I'm a hunter...my grandmother taught me as I grew up. Mostly around here we get honey mushrooms, chicken of the woods and my favorite, hen of the woods. There are some trumpets once and a while..they are tasty. But you need to know what you are picking..it gets you very sick if you get the wrong ones.

Wait..what?.... I just finished some mushroom syrup...;-)




Austin said:


> We got right back up to 90's real quick. Oh well.
> 
> Inspector, do you grow your own mushrooms or hunt them?


----------



## Admin (Sep 30, 2013)

Ever bring home one you aren't supposed to eat?


----------



## inspectorD (Oct 1, 2013)

Austin said:


> Ever bring home one you aren't supposed to eat?

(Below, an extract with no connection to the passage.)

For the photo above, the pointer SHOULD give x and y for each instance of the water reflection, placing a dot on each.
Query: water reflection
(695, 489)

Not to my knowledge...everyone is still standing.
I do my best to make sure, and I throw out any that are questionable.


----------



## Admin (Oct 1, 2013)

Mushrooms don't grow as readily here, and I've always been envious of people that can forage and do it well.


----------



## oldognewtrick (Oct 1, 2013)

Austin said:


> Mushrooms don't grow as readily here, and I've always been envious of people that can forage and do it well.



Just wait till you see inspector stalking the wild maple tree...


----------



## Admin (Oct 2, 2013)

That's something else I've always wanted to do. 

I have relatives that do it, but they are in New York.


----------



## Chris (Oct 2, 2013)

Weather is finally cooling here but the question is for how long?


----------



## Admin (Oct 17, 2013)

55 in Texas and the flannels are out of the closet. 

Man I love fall.


----------



## oldognewtrick (Oct 17, 2013)

Austin said:


> 55 in Texas and the flannels are out of the closet.
> 
> Man I love fall.



Me too, best time of the year!


----------



## Admin (Oct 18, 2013)

It really is. I do like winter for basically the same reason, but wearing a coat gets old.


----------



## Chris (Oct 10, 2014)

Fall is here....


----------



## havasu (Oct 10, 2014)

Lake Havasu is beautiful right now. There are boat races going on, the doors are open, and no A/C needed.


----------



## Chris (Oct 10, 2014)

I was supposed to be there but flaked so I could work on the mountain house. My buddy and his family are out there.


----------